What began as a network of just six cameras in Union Square has grown to cover entire neighborhoods in SF in a private-security surveillance network that's been tapped by law enforcement on a daily basis.
The cameras are all owned by San Francisco-based Applied Video Solutions (AVS), which has contracted with multiple business improvement districts and other groups around the city, as the SF Business Times tells us. And the Big Brother behind the operation is CEO Dmitri Shimolin, who suggests that private security surveillance is going to be the backbone of law enforcement in the future. As he puts it, "No video, no case. That’s the reality."
Shimolin tells the Business Times that his company does not keep video files indefinitely, and only warehouses them for 30 days — on 1 petabyte of storage.
Many of the camera programs that have rolled out in SF have been bankrolled by one man, cryptocurrency mogul Chris Larsen, the founder of Ripple. Larsen tells the Business Times that he believes the criminals targeting SF neighborhoods number about 100 people, and "these are not homeless people — these are professional crews." He sees AVS's cameras as the solution to stopping this criminal activity, and so he started writing checks. The group Russian Hill Neighbors (Larsen lives in Russian Hill) got $400,000 to install cameras, the Union Square Business Improvement District got $200,000, and the Japantown Community Benefit District (CBD) got $750,000.
Now large parts of Union Square, Russian Hill, the Tenderloin, Fisherman's Wharf, Polk Gulch, and Japantown are all under surveillance by AVS cameras.

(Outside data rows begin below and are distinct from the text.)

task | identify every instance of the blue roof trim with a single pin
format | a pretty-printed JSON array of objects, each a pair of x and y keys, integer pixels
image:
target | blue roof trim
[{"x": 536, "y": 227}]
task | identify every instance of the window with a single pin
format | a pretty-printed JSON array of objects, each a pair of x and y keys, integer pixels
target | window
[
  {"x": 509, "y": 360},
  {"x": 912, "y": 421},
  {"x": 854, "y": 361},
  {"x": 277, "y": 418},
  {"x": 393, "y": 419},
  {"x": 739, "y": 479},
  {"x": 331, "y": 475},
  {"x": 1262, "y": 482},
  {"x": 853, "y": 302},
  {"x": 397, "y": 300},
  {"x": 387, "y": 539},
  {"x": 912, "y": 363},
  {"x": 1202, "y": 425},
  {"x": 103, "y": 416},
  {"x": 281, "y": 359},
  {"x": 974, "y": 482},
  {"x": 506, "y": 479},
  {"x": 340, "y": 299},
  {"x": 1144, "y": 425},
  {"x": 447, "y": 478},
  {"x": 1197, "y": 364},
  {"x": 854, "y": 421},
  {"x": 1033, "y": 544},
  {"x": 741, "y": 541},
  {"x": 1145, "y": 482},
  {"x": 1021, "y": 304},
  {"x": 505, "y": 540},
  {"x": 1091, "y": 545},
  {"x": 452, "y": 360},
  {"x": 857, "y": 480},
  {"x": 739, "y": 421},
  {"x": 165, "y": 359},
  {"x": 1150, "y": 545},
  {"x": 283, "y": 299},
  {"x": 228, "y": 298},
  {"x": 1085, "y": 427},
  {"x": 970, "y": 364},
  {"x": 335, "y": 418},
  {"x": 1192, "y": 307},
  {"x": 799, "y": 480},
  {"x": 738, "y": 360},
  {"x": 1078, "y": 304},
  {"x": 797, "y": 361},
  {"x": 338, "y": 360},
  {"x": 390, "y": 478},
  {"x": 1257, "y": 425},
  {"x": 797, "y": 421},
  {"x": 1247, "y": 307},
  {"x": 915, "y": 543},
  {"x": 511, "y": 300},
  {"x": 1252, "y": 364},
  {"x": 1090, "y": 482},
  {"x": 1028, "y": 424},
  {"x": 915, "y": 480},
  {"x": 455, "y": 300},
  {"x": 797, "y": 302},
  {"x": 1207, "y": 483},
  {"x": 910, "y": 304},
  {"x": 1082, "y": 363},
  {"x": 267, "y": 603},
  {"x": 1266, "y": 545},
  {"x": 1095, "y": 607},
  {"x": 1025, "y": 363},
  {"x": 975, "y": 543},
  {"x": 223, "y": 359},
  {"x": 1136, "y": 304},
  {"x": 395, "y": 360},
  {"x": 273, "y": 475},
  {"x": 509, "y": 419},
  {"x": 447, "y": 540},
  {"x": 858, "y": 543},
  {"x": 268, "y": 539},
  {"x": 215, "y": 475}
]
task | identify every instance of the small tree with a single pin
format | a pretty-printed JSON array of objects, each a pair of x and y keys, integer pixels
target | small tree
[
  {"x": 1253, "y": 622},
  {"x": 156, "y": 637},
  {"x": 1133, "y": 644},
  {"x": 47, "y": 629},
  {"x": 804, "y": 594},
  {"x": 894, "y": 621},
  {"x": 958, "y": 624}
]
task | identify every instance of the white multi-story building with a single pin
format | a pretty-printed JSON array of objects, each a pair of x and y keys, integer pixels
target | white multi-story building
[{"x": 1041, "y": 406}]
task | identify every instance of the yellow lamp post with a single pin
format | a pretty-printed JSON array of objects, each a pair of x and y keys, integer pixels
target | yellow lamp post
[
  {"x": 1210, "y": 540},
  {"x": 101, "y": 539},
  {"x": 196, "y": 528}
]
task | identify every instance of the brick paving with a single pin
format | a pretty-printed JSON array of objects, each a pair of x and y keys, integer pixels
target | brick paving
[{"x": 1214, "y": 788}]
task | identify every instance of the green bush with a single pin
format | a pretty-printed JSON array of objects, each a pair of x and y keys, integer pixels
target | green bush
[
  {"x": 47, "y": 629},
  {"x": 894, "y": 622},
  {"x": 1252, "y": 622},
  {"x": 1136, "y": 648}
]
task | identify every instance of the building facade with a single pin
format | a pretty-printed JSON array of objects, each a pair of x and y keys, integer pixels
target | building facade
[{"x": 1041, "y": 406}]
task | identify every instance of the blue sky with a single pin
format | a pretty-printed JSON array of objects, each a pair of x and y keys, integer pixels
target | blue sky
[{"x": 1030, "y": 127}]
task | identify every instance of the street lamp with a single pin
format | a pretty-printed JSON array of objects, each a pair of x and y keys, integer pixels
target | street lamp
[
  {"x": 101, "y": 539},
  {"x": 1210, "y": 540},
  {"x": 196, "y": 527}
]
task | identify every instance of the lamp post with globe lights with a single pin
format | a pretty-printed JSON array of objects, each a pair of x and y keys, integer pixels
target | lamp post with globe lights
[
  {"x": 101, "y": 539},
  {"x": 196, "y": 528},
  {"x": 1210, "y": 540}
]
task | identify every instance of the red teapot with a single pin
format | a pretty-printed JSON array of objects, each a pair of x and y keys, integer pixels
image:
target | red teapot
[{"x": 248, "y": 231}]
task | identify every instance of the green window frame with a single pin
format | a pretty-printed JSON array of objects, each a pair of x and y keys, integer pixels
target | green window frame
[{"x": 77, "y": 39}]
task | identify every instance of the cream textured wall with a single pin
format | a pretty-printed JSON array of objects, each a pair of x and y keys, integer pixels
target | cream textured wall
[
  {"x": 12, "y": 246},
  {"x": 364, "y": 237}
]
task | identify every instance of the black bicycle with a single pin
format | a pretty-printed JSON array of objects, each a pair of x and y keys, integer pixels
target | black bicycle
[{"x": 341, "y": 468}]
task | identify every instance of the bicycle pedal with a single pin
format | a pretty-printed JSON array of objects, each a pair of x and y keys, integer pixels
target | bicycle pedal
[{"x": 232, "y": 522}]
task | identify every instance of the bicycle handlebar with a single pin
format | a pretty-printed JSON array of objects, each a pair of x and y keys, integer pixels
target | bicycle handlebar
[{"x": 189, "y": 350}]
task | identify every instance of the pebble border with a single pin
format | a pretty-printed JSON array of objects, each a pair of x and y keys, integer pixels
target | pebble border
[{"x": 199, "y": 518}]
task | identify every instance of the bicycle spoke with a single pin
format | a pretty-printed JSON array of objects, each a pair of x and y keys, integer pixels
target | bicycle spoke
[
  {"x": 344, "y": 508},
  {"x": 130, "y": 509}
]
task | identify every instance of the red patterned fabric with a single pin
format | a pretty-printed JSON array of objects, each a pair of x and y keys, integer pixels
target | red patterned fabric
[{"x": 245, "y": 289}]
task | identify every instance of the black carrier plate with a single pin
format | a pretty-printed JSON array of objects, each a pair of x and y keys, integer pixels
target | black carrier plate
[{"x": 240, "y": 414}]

Karen Flood, executive director of the Union Square Business Improvement District, tells the Business Times, "a lot of crazy things that happen at night" around Union Square, and their camera program is going 24 hours starting in January.
Meanwhile, the Lower Polk CBD got a grant from CPMC Sutter Health, which just opened a huge new hospital in the neighborhood, to install a 16-camera system, and the executive director of that group, Christian Martin, tells the paper "The police come once a month to retrieve footage — anything from fights to stabbings to assaults have been captured on their system." By "stabbings," Martin may be referring to this fatal stabbing at Van Ness and Fern that happened two weeks ago. The SFPD arrested a 38-year-old suspect in that case last week.